There are different levels of mind, some more coarse and some more subtle. There is a kind of mind that does not stop in deep sleep and there is a kind of mind that does not stop with death.
In Advaita in order to experience our true nature we have to relax our attention from objects and let consciousness be aware of itself. What is the Buddhist view here does Buddhism say that consciousness being aware of itself is our true nature if not how do we experience our true nature similarly to the way advaita vedanta showed us to do and how do Buddhist explain that experience of our true nature.
There are many "schools" in Buddhism that teach different styles, created by different temperaments of teachers and thus better fitting for different temperaments of students. Some teach meditation that is very similar to what you describe, "relax our attention from objects and let consciousness be aware of itself". Others teach different methods. It depends on the student.
In Buddhism we would say that our true nature is "the way things really are" aka "truth" or "suchness". Which is more broad and more correct than "consciousness" because consciousness is just one part of the mix.
Advaita Vedanta says that the world made out of matter in the waking state that we experience is in reality consciousness. They use the analogy of the dream where it seems that matter exists for us in the dream when we wake up we realize everything was consciousness. What is the view of Buddhism here?
In Buddhism we also say that things are nondual - meaning that matter, energy, information and mind are different aspects of same stuff, that it is not fundamentally two or three or four different things.

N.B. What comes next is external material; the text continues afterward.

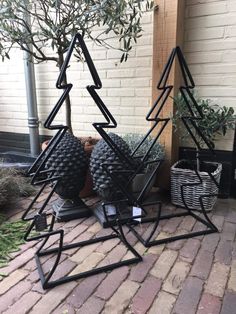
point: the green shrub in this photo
(132, 139)
(13, 185)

So, when you understand that matter, energy, information, and mind are different aspects of same stuff, you wake up from the dream that coarse phenomena are important, and realize that in fact subtle influences are much more important.
What is the difference between the nature of Brahman and Nirvana? What is the difference between Nirvana and Samsara I read that they are the same? Which implies that Buddhism agree with advaita vedanta that we are in fact our true nature all the time and we have are just in a illusion that we are not.
Yes of course. Generally speaking you are right, and Buddhism says the same. But it is important to really understand this in-depth, not just repeat someone's words.
Brahman is a fancy word for the Absolute, the totality of everything in space and time. Nirvana is the word for the absolutely perfect peace, freedom, and harmony. This perfect peace or perfect harmony is achieved when there is complete integration of all dualities, when there is no more conflict.
In Buddhism we say, it's not enough to just say that everything is already perfect, that universe is in harmony, and that samsara is nirvana. This is true, but not enough. We also say, it's not enough to just sit and let consciousness be aware of itself. Instead, we say, we should work on eliminating the conflict, both in our lives and in our minds. And how do we eliminate conflict?
We don't create outer conflict with our behavior. We create outer harmony with our behavior. We don't create inner conflict with our thinking. We create inner harmony with our thinking. We let go of childish simplifications and attain real understanding. This way we don't just say that everything is Brahman, Nirvana, Harmony and Peace - we actualize it in our life.